The team delivered transformational aspects of lecture recording by:
- Supporting a programme of evaluation and engagement activities which has opened up critical conversations about the role of the lecture and why we teach the way we do.
- Running a pro-active communications campaign around opting-out of lecture recording, to be sensitive to concerns raise by academic colleagues.
- Working with course organisers and professional staff to develop highly usable scheduling software based on timetabling information, to automate the recording of lectures at scale.
- Equipping 400 teaching spaces, including our innovative camera and recording solution for capturing chalkboards in Maths and Physics.
- Improving the use of microphones in lecture theatres and increasing awareness of accessibility and inclusion issues.
- Integrating the new lecture recording service with the University’s VLEs offering safe and secure access to recordings.
- Training 40 student helpers across the campuses during the first week of teaching in each Semester to provide immediate advice on use of the recording equipment.
- Offering comprehensive training programme to support academic colleagues to prepare teaching materials for lecture recording.
- Delivering a system designed to be as user-friendly as possible and to have minimal impact on the presentation and delivery of lectures.
There are many proven benefits to making recordings of lectures available including supporting students for whom English is not a first language and ensuring that our face to face lectures are available in an alternative format for students who require it.

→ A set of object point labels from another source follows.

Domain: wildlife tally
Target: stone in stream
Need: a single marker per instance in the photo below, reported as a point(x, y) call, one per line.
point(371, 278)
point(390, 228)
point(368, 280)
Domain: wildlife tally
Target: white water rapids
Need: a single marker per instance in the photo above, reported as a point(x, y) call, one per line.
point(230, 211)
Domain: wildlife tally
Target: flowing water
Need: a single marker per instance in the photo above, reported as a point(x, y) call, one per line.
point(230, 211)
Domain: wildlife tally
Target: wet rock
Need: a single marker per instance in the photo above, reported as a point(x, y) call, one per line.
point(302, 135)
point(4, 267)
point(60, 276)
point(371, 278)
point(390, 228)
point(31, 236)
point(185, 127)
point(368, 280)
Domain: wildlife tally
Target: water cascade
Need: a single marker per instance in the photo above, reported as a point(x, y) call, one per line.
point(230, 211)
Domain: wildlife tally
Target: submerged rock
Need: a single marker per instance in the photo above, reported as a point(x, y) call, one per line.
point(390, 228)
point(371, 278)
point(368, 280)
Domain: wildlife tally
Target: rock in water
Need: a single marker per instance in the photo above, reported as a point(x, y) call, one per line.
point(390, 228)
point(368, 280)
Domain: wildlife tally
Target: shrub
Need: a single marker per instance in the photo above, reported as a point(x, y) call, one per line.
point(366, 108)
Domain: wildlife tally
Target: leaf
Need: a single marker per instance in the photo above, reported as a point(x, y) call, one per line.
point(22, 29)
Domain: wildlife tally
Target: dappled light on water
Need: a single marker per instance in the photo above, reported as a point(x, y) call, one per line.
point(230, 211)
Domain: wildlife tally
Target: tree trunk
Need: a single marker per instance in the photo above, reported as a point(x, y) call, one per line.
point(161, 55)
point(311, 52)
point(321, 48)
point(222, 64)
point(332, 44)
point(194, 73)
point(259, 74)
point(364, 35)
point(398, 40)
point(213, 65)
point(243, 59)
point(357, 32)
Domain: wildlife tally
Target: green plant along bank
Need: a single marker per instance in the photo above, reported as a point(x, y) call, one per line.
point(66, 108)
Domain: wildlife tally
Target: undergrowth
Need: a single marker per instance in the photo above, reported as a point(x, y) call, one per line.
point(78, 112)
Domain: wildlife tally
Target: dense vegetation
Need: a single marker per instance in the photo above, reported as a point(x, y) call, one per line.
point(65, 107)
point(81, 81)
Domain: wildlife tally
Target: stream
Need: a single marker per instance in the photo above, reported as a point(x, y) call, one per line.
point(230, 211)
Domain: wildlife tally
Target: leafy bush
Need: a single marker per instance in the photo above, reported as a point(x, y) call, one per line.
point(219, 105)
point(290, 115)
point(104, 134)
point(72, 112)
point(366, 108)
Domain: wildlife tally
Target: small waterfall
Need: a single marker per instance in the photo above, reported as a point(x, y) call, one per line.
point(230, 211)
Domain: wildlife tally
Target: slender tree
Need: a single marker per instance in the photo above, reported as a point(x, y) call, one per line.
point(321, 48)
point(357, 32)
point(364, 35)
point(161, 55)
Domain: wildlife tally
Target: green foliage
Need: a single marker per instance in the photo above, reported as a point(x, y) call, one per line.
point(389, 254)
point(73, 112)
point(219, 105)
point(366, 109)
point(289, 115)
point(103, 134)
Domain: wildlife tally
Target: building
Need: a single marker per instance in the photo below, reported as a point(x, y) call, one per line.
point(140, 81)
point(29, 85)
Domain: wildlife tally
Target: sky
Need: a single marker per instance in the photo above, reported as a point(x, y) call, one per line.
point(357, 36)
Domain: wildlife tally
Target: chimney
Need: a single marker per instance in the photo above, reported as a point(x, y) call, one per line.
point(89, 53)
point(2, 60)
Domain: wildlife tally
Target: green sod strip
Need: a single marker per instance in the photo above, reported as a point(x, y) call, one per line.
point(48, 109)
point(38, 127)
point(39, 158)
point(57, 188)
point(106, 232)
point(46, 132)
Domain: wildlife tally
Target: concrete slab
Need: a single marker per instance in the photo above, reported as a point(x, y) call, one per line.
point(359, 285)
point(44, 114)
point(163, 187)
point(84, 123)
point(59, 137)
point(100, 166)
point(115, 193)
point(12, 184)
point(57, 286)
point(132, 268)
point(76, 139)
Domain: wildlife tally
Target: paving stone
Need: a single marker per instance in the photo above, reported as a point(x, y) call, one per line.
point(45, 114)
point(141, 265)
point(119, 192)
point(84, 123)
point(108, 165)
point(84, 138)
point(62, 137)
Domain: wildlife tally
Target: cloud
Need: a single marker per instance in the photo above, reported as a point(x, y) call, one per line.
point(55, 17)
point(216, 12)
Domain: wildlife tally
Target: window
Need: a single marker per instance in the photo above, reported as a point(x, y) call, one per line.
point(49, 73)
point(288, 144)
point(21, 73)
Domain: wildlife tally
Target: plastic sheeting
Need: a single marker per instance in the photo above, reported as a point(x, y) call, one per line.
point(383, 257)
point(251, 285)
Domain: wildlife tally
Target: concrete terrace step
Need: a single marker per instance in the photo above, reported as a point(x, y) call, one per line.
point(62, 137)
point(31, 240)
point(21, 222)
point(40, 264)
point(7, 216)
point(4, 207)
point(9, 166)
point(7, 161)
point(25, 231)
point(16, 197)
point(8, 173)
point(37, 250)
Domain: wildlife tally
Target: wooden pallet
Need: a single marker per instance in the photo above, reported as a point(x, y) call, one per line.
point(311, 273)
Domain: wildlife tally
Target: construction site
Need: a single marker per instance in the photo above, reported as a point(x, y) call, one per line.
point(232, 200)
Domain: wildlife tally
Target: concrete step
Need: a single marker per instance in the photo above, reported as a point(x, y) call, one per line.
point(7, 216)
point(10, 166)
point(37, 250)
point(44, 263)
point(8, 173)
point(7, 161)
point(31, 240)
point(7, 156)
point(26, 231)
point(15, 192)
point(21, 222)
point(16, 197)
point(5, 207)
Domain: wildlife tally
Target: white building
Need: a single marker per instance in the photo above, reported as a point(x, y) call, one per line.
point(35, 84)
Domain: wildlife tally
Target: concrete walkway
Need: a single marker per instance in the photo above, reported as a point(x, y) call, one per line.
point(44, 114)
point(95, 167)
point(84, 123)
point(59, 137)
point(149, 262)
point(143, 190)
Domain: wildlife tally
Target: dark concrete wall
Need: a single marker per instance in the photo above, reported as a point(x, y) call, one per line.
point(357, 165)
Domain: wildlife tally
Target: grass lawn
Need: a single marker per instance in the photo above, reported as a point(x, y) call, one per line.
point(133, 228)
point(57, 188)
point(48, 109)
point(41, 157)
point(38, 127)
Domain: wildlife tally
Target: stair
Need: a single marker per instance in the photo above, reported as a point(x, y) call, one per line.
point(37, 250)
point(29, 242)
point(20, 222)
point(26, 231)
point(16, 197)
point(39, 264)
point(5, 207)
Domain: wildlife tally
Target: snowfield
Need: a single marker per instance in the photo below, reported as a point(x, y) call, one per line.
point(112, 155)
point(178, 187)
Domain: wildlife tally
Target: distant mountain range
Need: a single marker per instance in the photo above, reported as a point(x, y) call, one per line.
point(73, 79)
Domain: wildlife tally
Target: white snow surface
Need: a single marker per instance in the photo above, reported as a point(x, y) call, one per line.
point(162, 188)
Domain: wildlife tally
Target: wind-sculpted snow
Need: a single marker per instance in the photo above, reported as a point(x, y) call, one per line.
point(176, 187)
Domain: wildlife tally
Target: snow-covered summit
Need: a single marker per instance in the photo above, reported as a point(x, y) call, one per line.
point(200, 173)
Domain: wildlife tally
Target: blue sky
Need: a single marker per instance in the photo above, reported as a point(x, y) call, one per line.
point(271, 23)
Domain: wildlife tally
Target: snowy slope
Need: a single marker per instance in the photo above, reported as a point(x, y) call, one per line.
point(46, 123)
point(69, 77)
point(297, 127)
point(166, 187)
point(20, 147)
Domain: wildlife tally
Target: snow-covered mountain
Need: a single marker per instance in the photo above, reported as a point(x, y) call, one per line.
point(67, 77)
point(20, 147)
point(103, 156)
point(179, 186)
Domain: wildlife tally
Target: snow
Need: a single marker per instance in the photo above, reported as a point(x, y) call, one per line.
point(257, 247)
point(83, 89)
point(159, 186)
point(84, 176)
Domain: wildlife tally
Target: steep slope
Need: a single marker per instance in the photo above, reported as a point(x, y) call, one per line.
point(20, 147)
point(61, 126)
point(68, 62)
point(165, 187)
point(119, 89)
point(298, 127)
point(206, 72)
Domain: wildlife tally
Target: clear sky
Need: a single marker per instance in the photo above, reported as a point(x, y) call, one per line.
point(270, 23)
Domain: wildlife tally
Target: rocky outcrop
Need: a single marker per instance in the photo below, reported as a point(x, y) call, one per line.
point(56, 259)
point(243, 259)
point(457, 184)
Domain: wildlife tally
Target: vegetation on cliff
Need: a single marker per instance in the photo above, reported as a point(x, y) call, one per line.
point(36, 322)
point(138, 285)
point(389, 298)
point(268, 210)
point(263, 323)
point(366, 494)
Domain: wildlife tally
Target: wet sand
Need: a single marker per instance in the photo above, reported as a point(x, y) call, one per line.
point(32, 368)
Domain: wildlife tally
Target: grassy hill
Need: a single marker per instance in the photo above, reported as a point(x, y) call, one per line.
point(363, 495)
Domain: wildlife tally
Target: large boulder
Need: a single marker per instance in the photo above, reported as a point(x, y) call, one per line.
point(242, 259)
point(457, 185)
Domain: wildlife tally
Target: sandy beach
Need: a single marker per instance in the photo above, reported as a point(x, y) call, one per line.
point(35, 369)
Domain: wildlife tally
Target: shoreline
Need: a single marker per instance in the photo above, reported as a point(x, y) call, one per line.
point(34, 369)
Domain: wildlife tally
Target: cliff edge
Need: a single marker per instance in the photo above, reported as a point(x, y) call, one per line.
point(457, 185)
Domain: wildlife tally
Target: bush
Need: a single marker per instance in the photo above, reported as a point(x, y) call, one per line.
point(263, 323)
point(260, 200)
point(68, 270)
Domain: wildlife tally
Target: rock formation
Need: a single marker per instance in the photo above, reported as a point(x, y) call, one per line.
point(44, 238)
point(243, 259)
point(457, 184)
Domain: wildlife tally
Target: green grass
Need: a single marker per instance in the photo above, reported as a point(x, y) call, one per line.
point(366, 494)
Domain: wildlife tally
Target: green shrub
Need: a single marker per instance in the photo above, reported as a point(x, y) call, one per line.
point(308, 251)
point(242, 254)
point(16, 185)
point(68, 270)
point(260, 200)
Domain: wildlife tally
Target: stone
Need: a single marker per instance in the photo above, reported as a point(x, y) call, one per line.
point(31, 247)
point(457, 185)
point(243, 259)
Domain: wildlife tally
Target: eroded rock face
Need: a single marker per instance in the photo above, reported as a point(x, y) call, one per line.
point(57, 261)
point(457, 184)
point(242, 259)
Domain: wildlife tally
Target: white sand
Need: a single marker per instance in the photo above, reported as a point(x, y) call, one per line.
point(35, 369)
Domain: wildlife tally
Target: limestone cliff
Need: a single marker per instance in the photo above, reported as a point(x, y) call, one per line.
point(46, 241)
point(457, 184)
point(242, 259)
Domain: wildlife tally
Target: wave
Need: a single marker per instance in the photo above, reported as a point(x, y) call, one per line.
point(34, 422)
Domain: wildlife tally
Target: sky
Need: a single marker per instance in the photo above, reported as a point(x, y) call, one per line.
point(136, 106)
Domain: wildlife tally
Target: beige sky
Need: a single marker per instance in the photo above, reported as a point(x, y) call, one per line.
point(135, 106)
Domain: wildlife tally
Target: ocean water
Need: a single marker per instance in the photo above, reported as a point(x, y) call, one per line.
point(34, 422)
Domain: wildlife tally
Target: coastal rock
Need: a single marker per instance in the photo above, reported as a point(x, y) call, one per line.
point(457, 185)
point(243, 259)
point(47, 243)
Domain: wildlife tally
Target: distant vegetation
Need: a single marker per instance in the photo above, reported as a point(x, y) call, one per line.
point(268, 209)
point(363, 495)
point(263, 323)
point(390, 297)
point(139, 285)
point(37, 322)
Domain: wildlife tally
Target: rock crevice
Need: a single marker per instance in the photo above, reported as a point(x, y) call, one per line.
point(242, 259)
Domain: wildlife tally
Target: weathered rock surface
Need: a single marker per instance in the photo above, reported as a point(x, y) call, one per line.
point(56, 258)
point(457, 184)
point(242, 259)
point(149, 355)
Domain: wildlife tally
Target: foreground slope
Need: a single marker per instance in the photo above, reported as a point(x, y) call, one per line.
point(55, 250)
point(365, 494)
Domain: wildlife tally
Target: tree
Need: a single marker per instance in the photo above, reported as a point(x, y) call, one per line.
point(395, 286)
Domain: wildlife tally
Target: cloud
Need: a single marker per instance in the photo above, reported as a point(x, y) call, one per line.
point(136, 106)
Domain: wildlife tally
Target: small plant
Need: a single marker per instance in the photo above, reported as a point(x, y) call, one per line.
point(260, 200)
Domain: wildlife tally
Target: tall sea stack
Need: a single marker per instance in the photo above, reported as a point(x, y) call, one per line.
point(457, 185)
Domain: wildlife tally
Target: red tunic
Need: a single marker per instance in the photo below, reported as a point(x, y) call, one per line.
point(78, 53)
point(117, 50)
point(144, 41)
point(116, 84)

Not having to take notes at speed allows students to focus more on what is being said and use valuable contact time to ask questions, knowing that notes can be reviewed and improved later.
This work at Edinburgh has had a wider impact across the sector, we have involved commercial partners, external advisors, learning technologists, academic developers AV specialists, trainers, researchers and staff and students from across all disciplines to deliver one of the most successful large scale roll-outs of learning technology across a large institution with a challenging physical estate.
2018/19 Academic Year: Recordings made/scheduled: 24,000, Student views (year to date): 528,000. Hours watched (year to date): 527,000
We gratefully acknowledge all the colleagues and practitioners in other institutions who have shared their practice with us. Much of our project has been built upon the lessons learned by others. We believe that by considering the widest possible range of technical, academic, policy, and social factors around lecture recording, we have achieved a model for lecture recording, and indeed other learning technology implementations that others could copy. A large part of our ethos has been to work as openly as we possibly can, sharing and reflecting on our practice. With that in mind we have tried to make as many of our guides, training materials, research, evaluation, processes and planning as possible available openly online for the benefit of the wider sector.